Trump riapre il dossier dazi: verso la distensione con Pechino, ma la Cina smentisce. Possibile incontro con l’Ue a Roma.
Mentre Trump annuncia aperture alla Cina e valuta tagli tariffari, Pechino nega ogni trattativa. Intanto dodici Stati Usa lo citano in giudizio. L’Ue studia un faccia a faccia con il tycoon a margine dei funerali di Papa Francesco.
Trump riapre il dossier dazi: verso la distensione con Pechino, ma la Cina smentisce. Possibile incontro con l’Ue a Roma.
Mentre Trump annuncia aperture alla Cina e valuta tagli tariffari, Pechino nega ogni trattativa. Intanto dodici Stati Usa lo citano in giudizio. L’Ue studia un faccia a faccia con il tycoon a margine dei funerali di Papa Francesco.
WASHINGTON – La guerra commerciale tra Stati Uniti e Cina torna sotto i riflettori dopo le dichiarazioni distensive di Donald Trump. Il presidente americano ha fatto sapere di essere pronto a ridurre “sostanzialmente” i dazi sulle importazioni cinesi, assicurando che sarà “molto gentile” nei prossimi colloqui.
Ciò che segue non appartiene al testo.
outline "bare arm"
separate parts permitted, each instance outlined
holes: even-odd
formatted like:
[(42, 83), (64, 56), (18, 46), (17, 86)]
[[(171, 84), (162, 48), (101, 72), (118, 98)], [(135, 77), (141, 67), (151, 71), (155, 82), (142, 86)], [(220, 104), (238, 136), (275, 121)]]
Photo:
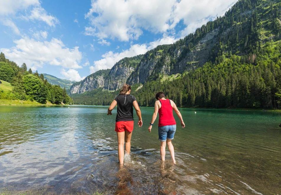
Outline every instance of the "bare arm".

Una mossa che ha fatto volare le borse e restituito fiducia ai mercati, ma che ha trovato la ferma smentita di Pechino.
“Nessuna trattativa è in corso”, ha dichiarato He Yadong, portavoce del Ministero del Commercio cinese, bollando come “speculazioni” le notizie di aperture negoziali. Gli ha fatto eco il portavoce del Ministero degli Esteri Guo Jiakun: “Non ci sono consultazioni né accordi in corso. Combatteremo, se necessario. Ma siamo aperti al dialogo, purché equo e rispettoso”.
Nel frattempo, Trump studia modifiche mirate alle tariffe: secondo il Financial Times, il presidente intende esentare le case automobilistiche da alcune delle imposte più alte, tra cui quelle sui componenti auto, sull’acciaio e sull’alluminio. Restano però in vigore dazi del 25% su tutte le auto prodotte all’estero, e un ulteriore 25% sui componenti scatterà il 3 marzo. Un’esenzione accolta con favore dalle aziende del settore dopo mesi di pressing a Washington.
Il segretario al Tesoro Scott Bessent ha confermato l’assenza di contatti ufficiali con la Cina, ma ha ammesso che “i livelli tariffari attuali non sono sostenibili” e che si lavora a un piano che possa ridurre le tariffe al 50-65%. Un’altra ipotesi prevede dazi differenziati: 35% sui beni non strategici, 100% su quelli considerati critici per la sicurezza nazionale.
A complicare il quadro, arriva una nuova grana interna: dodici Stati americani hanno intentato causa contro Trump, accusandolo di abuso di potere per aver imposto dazi senza il consenso del Congresso. “Le tariffe sono illegali”, sostengono i querelanti, che si sono rivolti alla Corte Suprema per bloccare le misure.
Non solo Cina. Sul fronte europeo, si apre uno spiraglio diplomatico. Sabato 26 aprile, a margine dei funerali di Papa Francesco a Roma, potrebbe tenersi un primo scambio tra Trump e la presidente della Commissione Ue Ursula von der Leyen. “Non escludiamo un incontro”, ha detto una portavoce di Bruxelles. Anche un semplice saluto informale potrebbe diventare l’occasione per impostare un’agenda comune per i prossimi mesi.
Tuttavia, i rapporti tra Ue e Usa restano tesi. In risposta all’approccio duro di Trump su Big Tech, Bruxelles ha multato Apple per 500 milioni e Meta per 200 milioni di euro per violazioni al Digital Markets Act. Un segnale forte, interpretato come un avvertimento a Washington. Trump, che ha fatto della difesa della Silicon Valley una bandiera, potrebbe ora dover mediare tra le richieste europee e gli interessi delle multinazionali Usa.
Nel frattempo, anche Xi Jinping ha preso la parola: “Non ci sono vincitori nelle guerre tariffarie”, ha dichiarato durante un incontro con il presidente keniota William Ruto a Pechino. Un richiamo alla cooperazione internazionale in un momento in cui la tensione tra le superpotenze minaccia di riaccendersi.
Il prossimo capitolo di questa complessa partita commerciale potrebbe giocarsi a Roma, in un contesto tanto simbolico quanto politico. E il mondo intero osserva con attenzione.